Lyapunov Density Models: Constraining Distribution Shift in Learning-Based Control
Katie Kang, Paula Gradu, Jason Choi, Michael Janner, Claire Tomlin, Sergey Levine
University of California, Berkeley
ICML, 2022
Arxiv / Short Talk / Long Talk / Blog Post
Summary
When deploying learning-based controllers, we seek a mechanism to constrain the agent to states and actions that resemble those in the training data, in order to avoid poor generalization due to distribution shift. However, in order for an agent to remain in-distribution throughout it's trajectory, the agent must not only avoid visiting states and actions that are out-of-distribution, but also those that will inevitably lead to out-of-distribution states and actions in the future. We present Lyapunov density models (LDMs): a generalization of control Lyapunov functions and density models that provides guarantees on an agent's ability to stay in-distribution over its entire trajectory.
Example of a dynamical system and data distribution for which the conventional "greedy" approach of avoiding low density states and actions fails to keep the agent in-distribution for the entire trajectory, whereas an approach which reasons about the data distribution in a long-horizon, dynamics aware fashion is able to successfully keep the agent in-distribution.
Lyapunov Density Models
In machine learning, density models allow us to estimate the training data distribution, but they do not reason about the dynamics of the system we aim to control. In contrast, in control theory, Lyapunov functions provide a mechanism for making long-horizon guarantees about the stability of a system, but are unrelated to any data or distribution. LDMs combine the data-aware aspect of density models with the dynamics-aware aspect of Lyapunov functions, in order to ensure that a system controlled by a learning-based policy is guaranteed to remain in-distribution over a long horizon.

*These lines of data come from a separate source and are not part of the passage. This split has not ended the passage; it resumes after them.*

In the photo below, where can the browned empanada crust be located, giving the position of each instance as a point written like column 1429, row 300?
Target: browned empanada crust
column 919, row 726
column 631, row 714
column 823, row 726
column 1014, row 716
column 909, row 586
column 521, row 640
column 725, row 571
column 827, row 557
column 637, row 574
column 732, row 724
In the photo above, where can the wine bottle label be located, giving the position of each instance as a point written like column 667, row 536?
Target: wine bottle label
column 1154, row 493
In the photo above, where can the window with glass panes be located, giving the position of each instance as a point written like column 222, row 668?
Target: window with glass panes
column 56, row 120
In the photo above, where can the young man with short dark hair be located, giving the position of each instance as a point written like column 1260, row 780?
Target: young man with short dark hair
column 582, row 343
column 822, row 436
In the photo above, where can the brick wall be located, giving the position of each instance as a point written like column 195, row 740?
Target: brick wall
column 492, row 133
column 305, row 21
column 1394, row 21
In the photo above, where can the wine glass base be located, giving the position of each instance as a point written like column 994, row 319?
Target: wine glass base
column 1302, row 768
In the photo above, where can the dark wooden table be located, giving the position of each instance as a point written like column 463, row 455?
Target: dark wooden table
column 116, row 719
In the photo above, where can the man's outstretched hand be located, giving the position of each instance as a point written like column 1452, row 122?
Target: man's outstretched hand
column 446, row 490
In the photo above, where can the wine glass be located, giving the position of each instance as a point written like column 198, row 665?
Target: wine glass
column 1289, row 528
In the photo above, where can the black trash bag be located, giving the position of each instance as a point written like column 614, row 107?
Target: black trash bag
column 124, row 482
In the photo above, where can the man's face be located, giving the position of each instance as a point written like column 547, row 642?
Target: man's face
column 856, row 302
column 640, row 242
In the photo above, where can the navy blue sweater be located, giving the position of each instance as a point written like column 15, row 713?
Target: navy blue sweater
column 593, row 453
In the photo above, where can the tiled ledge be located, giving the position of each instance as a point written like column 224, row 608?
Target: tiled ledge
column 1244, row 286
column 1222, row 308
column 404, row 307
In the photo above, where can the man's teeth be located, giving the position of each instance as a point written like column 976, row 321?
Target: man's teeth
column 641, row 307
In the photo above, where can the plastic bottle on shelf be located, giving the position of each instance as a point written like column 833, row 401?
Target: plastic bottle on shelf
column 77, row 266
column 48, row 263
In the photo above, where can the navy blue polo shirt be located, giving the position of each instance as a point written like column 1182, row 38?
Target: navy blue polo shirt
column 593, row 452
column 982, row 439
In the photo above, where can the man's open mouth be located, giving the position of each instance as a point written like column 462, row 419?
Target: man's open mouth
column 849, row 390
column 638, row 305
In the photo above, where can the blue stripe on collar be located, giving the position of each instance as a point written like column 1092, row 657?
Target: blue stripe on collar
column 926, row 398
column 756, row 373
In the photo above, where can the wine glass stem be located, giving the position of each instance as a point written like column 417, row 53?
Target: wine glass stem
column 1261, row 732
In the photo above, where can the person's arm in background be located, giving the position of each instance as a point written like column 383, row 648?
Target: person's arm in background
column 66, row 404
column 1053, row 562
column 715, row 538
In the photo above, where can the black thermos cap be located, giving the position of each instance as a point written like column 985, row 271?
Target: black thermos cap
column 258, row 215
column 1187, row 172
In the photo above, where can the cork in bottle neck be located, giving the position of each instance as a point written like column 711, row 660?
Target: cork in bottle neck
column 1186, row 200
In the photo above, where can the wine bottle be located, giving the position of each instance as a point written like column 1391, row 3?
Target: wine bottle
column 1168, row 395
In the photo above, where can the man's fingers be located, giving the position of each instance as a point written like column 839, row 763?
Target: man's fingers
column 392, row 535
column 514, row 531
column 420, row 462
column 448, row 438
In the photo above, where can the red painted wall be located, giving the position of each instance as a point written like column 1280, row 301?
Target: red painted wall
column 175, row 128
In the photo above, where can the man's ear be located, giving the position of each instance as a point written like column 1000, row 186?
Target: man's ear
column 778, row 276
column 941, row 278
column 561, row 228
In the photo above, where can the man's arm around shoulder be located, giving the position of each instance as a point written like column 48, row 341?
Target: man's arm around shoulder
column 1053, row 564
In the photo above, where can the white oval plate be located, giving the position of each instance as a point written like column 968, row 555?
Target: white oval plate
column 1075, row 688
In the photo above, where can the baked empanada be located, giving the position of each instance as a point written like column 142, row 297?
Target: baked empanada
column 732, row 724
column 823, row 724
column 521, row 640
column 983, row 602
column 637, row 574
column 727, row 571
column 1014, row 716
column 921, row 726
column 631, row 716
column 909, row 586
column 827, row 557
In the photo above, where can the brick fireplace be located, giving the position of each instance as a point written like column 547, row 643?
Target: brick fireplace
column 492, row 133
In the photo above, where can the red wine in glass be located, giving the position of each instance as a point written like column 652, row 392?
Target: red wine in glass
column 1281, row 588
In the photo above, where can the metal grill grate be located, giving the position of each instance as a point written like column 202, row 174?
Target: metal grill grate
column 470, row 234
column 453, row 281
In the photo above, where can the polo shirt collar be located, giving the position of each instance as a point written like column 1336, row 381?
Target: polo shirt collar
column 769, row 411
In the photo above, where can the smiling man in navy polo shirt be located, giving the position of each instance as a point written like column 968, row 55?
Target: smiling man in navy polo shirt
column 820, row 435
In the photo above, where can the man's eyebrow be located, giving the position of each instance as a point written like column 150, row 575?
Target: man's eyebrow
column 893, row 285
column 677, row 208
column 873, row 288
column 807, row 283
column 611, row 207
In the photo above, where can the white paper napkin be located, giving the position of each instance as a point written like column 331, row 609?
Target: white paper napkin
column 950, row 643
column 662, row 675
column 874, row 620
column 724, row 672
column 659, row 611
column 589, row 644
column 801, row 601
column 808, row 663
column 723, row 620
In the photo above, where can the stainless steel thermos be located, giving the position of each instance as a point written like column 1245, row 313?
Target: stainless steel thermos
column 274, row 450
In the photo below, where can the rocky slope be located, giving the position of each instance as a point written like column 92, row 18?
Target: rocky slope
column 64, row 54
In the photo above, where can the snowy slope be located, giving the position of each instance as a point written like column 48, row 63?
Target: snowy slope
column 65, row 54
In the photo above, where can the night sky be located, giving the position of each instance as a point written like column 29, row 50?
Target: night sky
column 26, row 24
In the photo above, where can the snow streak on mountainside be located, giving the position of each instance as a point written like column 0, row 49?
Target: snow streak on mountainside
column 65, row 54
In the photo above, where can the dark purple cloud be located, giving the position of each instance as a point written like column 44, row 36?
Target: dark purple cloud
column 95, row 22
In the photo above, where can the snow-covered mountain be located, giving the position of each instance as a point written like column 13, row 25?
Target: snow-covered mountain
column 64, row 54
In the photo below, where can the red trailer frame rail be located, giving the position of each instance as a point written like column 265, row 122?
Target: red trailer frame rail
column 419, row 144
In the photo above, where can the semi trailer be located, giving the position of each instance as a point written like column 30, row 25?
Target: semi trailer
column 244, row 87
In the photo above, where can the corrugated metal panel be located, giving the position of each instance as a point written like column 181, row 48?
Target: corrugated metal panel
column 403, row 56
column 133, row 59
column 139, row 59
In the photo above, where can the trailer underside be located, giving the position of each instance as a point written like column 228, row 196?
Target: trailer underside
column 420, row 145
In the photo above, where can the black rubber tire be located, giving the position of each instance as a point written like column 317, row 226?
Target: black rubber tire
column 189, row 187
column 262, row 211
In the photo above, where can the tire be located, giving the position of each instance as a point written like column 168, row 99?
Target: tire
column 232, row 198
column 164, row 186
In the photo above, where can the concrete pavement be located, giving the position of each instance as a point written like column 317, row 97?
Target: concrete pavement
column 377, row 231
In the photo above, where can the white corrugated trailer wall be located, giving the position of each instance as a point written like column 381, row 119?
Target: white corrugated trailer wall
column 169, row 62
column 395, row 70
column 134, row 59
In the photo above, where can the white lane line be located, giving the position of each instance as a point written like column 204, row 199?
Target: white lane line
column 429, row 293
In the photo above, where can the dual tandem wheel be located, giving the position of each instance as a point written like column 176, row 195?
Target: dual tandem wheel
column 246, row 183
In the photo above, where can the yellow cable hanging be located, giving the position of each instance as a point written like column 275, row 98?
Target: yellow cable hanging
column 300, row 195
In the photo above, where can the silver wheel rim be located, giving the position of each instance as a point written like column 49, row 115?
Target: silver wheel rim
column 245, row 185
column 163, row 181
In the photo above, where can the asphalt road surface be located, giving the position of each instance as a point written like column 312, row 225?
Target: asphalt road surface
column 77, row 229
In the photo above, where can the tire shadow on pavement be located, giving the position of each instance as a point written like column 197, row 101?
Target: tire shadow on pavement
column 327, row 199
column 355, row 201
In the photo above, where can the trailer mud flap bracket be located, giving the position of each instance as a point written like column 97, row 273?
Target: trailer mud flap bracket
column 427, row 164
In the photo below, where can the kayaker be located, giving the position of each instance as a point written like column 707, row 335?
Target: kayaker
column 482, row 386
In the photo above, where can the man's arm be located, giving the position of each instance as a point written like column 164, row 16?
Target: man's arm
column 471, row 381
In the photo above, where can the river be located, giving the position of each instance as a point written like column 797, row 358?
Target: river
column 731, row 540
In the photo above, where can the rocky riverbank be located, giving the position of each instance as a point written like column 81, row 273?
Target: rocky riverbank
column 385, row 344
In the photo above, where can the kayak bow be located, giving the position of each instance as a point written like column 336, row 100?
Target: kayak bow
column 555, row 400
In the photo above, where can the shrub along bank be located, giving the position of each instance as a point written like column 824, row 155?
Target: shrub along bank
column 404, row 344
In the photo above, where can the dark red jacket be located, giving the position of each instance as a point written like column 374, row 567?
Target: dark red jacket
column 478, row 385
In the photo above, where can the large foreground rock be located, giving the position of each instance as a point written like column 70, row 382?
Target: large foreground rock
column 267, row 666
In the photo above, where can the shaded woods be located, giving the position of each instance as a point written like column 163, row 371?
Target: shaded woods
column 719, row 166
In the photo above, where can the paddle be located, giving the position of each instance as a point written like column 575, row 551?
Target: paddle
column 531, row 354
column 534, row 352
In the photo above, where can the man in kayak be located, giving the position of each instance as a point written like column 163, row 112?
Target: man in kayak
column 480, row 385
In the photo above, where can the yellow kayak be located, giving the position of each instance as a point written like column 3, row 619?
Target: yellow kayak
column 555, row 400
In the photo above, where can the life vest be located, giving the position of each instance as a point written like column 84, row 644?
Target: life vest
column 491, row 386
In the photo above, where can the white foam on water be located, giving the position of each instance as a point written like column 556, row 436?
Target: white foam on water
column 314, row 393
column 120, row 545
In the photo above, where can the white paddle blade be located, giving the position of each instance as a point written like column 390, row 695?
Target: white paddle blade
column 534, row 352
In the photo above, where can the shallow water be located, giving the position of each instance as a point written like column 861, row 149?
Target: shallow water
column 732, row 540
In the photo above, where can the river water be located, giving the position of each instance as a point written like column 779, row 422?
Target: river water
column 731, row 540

Example of data distributions (middle) and their associated LDMs (right) for a 2D linear system (left). LDMs can be viewed as "long-horizon, dynamics-aware" transformations on density models.
Using LDMs in Control
We present an algorithm for learning LDMs directly from data, and a method of using an LDM in model-based RL as a constraint on the model optimizer to "shield" against model exploitation. Theoretically, we show that our method maintains guarantees of keeping an agent in-distribution even under approximation errors in the LDM learning process. Empirically, we show that our method outperforms the conventional "greedy" approach of constraining distribution shift on several robotics and medical control problems.
Example evaluation of ours and baseline methods on a hopper control task for different values of constraint thresholds. The user is able to use the constraint threshold to control the tradeoff between protecting against model error vs. flexibility for performing the desired task. On the right, we show example trajectories from when the threshold is too low (hopper falling over due to model exploitation), just right (hopper successfully hopping towards target), or too high (hopper standing still due to over conservatism).